It’s a natural question. “Where are you, God?”
It comes to us in the crisis, the moment of pain, the season of doubt and suffering.
When our plans and dreams have been smashed to fragments under the heels of careless narcissists, we instinctively cry, “where are you, God?” When the people we thought were friends, or at least allies, join their voices with the chorus of our critics, we moan, “where are you, God?” When we have tried and failed so many times that we despair of ever changing our circumstances, we sigh, “where are you, God?” When those whom we love are violently snatched away and we are left only with memories, we whisper while we weep “where are you, God?”
Of course we try to cover it up. We hide the question deep in our minds. We tell ourselves that we shouldn’t think such things. We certainly don’t share it with anyone else, because good Christians don’t question God, and what would they think if we publicly asked the question.
This leaves us the niggling sense that there’s something wrong with us for even thinking the question. That somehow, we’re deficient, defective, or at fault in some way because we have the nagging question “where are you, God?” We rely on our own strength. We say to ourselves: “Shake it off. I need to get myself together. I don’t particularly like whiners, and I know nobody wants to hear me whine. Not my friends, and certainly not God.” We think this is the path to strength. It is not.

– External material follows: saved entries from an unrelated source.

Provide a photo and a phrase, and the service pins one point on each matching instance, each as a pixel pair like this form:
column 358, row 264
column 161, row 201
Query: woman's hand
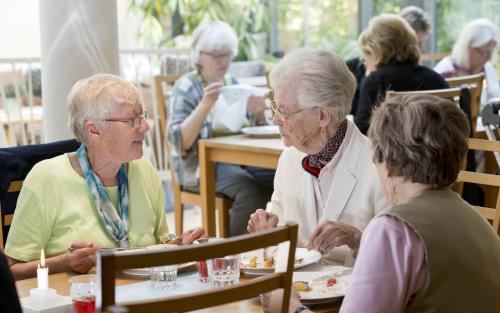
column 81, row 257
column 330, row 234
column 191, row 235
column 211, row 94
column 262, row 220
column 257, row 107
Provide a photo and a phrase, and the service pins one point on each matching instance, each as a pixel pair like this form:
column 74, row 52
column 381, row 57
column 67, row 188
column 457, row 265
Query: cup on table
column 163, row 277
column 202, row 265
column 224, row 271
column 82, row 291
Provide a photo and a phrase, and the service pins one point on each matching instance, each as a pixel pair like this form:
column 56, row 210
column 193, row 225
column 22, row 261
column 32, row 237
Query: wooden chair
column 484, row 179
column 109, row 263
column 475, row 84
column 14, row 187
column 433, row 57
column 182, row 197
column 449, row 93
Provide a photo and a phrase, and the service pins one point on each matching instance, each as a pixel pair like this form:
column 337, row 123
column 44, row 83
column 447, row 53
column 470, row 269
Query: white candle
column 42, row 274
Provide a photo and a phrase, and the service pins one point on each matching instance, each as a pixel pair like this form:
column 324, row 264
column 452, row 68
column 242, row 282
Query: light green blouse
column 55, row 209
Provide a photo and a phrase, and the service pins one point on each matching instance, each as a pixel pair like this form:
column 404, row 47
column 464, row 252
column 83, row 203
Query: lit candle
column 42, row 274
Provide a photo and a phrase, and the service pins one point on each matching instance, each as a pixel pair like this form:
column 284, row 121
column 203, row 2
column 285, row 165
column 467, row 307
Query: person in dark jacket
column 418, row 20
column 390, row 52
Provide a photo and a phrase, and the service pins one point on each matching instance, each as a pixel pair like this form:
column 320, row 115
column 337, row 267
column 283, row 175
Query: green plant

Therefore, we leave the question unresolved. It eats at us, gnawing silently at our hearts, embittering part of our soul, keeping us stuck.
But we don’t have to stay stuck. When we, like David in Psalm 22, ask the question (or one of its many variants “My God, why have you forsaken me”), we find that unexpected things happen.
By vocalizing the question, we give words to our sense of abandonment, the sense that God has left the building. In so doing, we make the subtle shift from fixating on our circumstances and shift to seeking God. That is the most powerful action we can take in the midst of pain. As long as we have our mind fixed on ourselves, what we have to do, what action we’re going to take, how are we going to handle this, what’s going to happen to me, etc – we will remain mired in an emotional bog.
But when we say “where are YOU, God” – our focus changes. Even if we don’t perceive God’s presence, we see the outline of the space we expected God to fill in our lives. And that leads us to further seek and ask “why is that outline empty? where has God gone?” Paradoxically, the apparent absence of God in a season of our lives reminds us that we expect him to be in our lives in the first place. When we feel abandoned by God, it reminds us that God is a real, vital, living presence – perhaps a presence that we had come to just accept mindlessly. Perhaps the pain is a jolt, a jump start, a reminder to keep seeking God.
Psalm 22 begins with the question – and then it becomes a long complaint. David voices his complaint. He thinks about his pain and grief and gives them words. This act of composition requires thinking about it, setting it down in writing, concretely expressing it. He speaks those words to the empty outline where he expected God to be.
And then, somewhere, mysteriously, things change. Round about verse 22, David shifts from complaint to joy. And he never tells us why. We don’t get an explanation. This is true in most of the psalms of lament. The psalm speaks of complaint and pain, and then there’s an abrupt mysterious shift to praise and gratitude.
I used to say of this shift “And then God shows up” – but I’m not so sure that this is the right turn of phrase. Maybe “and then God reveals where He’s been the whole time,” or “and then we perceive the deeper reality of God’s presence.” Or it could be “God, working through material means, provides relief,” or “God sent someone to help.”
Jesus teaches us: “Seek and you will find, ask and it will be given, knock and the door will be opened to you.” When next you are in the place of crisis and pain (and believe me, you will be there – the Christian life is not a life exempt from pain, and anyone who tells you different is selling you something), muster what strength you can and pray “where are you, God,” and earnestly voice your complaint.